La influencia más divertida y más descarada hasta el momento la tenemos en la serie televisiva Roma, donde el ascenso al poder del rubio y gélido Octavio Augusto recuerda inevitablemente el despegue moral e inhumano de Veidt, y que muestra, tanto en los títulos de crédito como en varias escenas, las paredes de la capital del imperio romano llenas de pintadas alusivas y donde, en un momento determinado, la pareja de protagonistas Tito Pulo y Lucio Voreno escapan de la isla donde han naufragado… en una balsa construida con los cadáveres hinchados de sus camaradas. El episodio donde ambos personajes recalan en Egipto, además, los muestra en pleno desierto esperando ante las piernas sin tronco y la cabeza de una estatua caída, bella alusión al poema «Ozymandias».
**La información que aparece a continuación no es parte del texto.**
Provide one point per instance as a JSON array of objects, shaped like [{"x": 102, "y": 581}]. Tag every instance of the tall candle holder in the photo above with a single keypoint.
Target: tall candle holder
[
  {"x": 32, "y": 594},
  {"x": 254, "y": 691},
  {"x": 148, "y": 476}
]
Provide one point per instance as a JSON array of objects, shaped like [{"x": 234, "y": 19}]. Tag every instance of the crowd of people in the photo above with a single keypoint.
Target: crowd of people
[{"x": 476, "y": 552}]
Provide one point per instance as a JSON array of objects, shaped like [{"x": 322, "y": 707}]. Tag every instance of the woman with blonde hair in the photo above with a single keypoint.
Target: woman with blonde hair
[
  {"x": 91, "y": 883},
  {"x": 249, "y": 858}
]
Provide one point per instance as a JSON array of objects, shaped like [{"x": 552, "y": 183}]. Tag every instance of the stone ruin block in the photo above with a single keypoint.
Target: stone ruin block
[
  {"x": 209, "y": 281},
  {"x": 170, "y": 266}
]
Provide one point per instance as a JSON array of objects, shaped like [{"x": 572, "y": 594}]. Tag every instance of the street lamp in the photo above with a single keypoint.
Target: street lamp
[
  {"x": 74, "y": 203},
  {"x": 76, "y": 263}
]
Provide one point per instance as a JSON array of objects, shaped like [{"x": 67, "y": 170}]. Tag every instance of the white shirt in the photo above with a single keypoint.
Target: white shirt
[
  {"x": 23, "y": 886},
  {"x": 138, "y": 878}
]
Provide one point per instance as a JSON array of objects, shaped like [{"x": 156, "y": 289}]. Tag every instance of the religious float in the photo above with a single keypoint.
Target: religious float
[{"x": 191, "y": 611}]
No cabe duda de que nuevas influencias acabarán por venir; incluyendo, obviamente, la parodia chusca que propiciará el cine.

También habrán de venir nuevas interpretaciones, nuevas formas de encontrar sentido y esencia al trabajo de Moore y Gibbons. Si cada generación es capaz de leer a Shakespeare desde sus propios paradigmas, Watchmen podrá ofrecer todavía, para el futuro, nuevas interpretaciones a su historia: ya hay aproximaciones filosóficas, científicas, psicológicas a las motivaciones de los personajes. En el fondo, y es la grandeza de las grandes obras maestras de la literatura, cada lector acercará la obra a su experiencia, engrandeciéndose y engrandeciéndola, buscando figuras en las manchas de tinta, siluetas en las nubes, como yo mismo acabo de hacer en estas páginas.

Nada termina nunca. Y menos, Watchmen.